The answer is to be found in the character of the politics that birthed the Fourth Republic in 1999. Democracy did not return to Nigeria in 1999 like manna descending from heaven. Our thieving Army Generals did not suddenly wake up one fine morning and decided that they had had their fill of governing Nigeria with an iron fist and returned power to politicians. No. May 1999 was the result of a long and bruising struggle between these rogue Generals and the nation’s pro-democracy activists starting from December 1983 when General Muhammadu Buhari and his cohorts staged a coup and ended the troubled life of the Second Republic.

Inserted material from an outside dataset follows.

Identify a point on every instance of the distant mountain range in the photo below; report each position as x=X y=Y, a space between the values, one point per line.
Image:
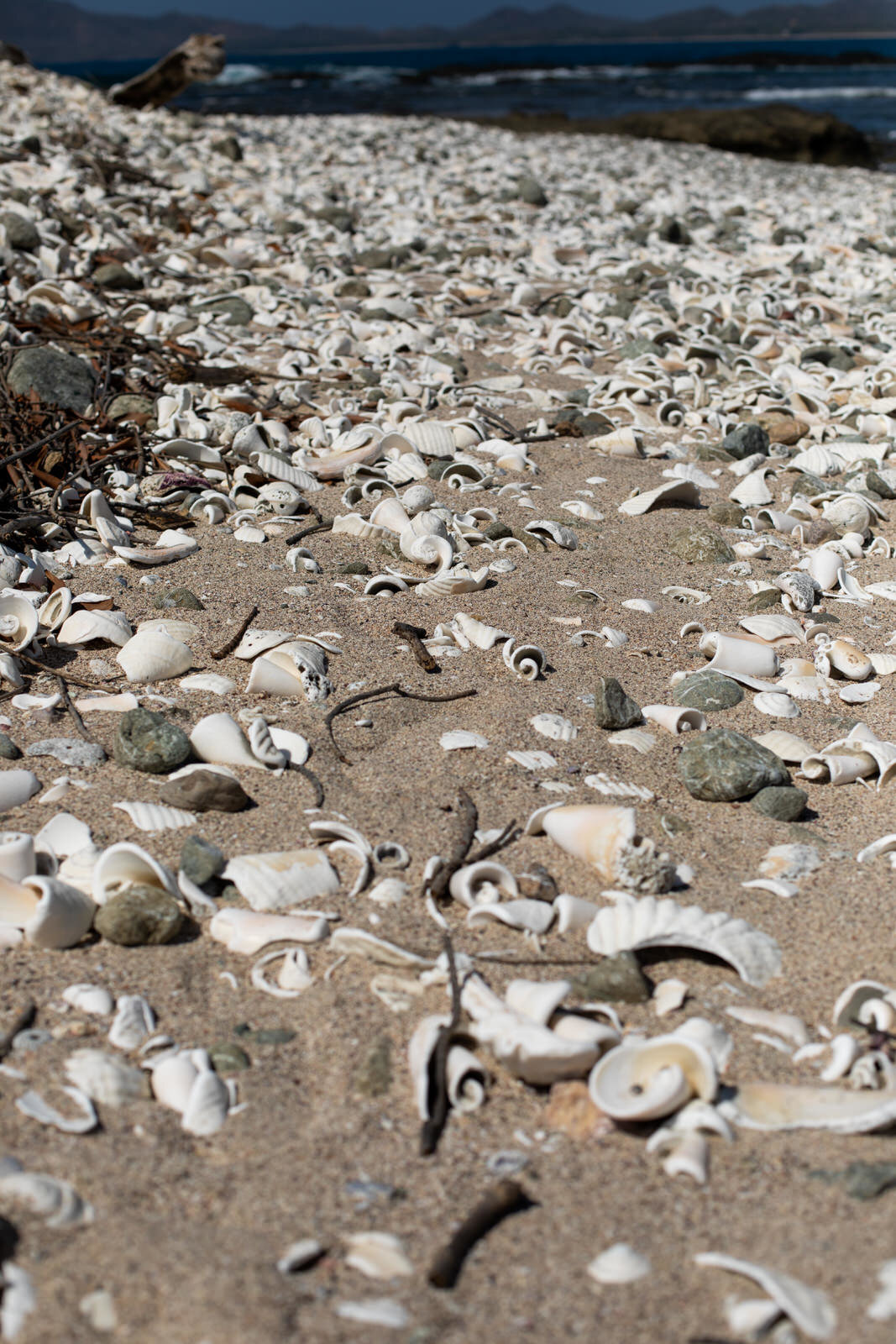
x=54 y=31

While it is true that the politicians of the Second Republic, particularly those of the ruling National Party of Nigeria (NPN) were corrupt and visionless, that was not enough excuse for General Buhari to replace democratic government with iron-fisted dictatorship. It is significant that the first question Nigerian journalists asked Buhari a few days after he took power was how long his military junta would stay in office and when he would conduct democratic elections in the country. It is telling that Buhari replied that democratic election was not on the agenda of his government as far as he was concerned. When the military ruler unfolded a barrage of decrees gaging the press and generally turning the country into a military parade ground Nigerian journalists and human rights workers coalesced into a pro-democracy movement, thus providing the fertile ground for Buhari’s rival, General Ibahim Babangida to strike in August 1985 and ease Buhari out of power.

This pro-democracy movement was what Babangida encountered when he annulled the 1993 elections that Moshood Abiola had won. This same pro-democracy movement also fought Babangida’s successors, Ernest Shonekan and General Sani Abacha to a stand-still. Nobody needed to tell General Abdulsalaam Abubakar who became the Head of State following Abacha’s death in June 1998 that the time had come for the army to quit and return to the barracks where they really belong. It was at this point that Nigeria’s pro-democracy movement made a fatal mistake. Instead of joining forces to form a political party and seek power to govern the country after the military had relinquished the reins, it broke apart into squabbling factions. The retreating Generals saw an opening and finessed the equivalent of a civilian coup by putting Olusegun Obasanjo and the Peoples’ Democratic Party in power after them.

Thus, those who paid dearly to bring Nigeria back to democracy in 1999 did not inherit power, leaving it for yet another set of thieves and vagabonds in the mould of their likes in the First and Second Republics. Unchallenged since 1999, these politicians have been doing as they please. This is why our thieving politicians are blissfully politicking while thousands of Nigerians are dying of cholera.

• Dr Okonta was until recently Leverhulme Early Career Fellow in the Department of Politics, University of Oxford. He lives in Abuja.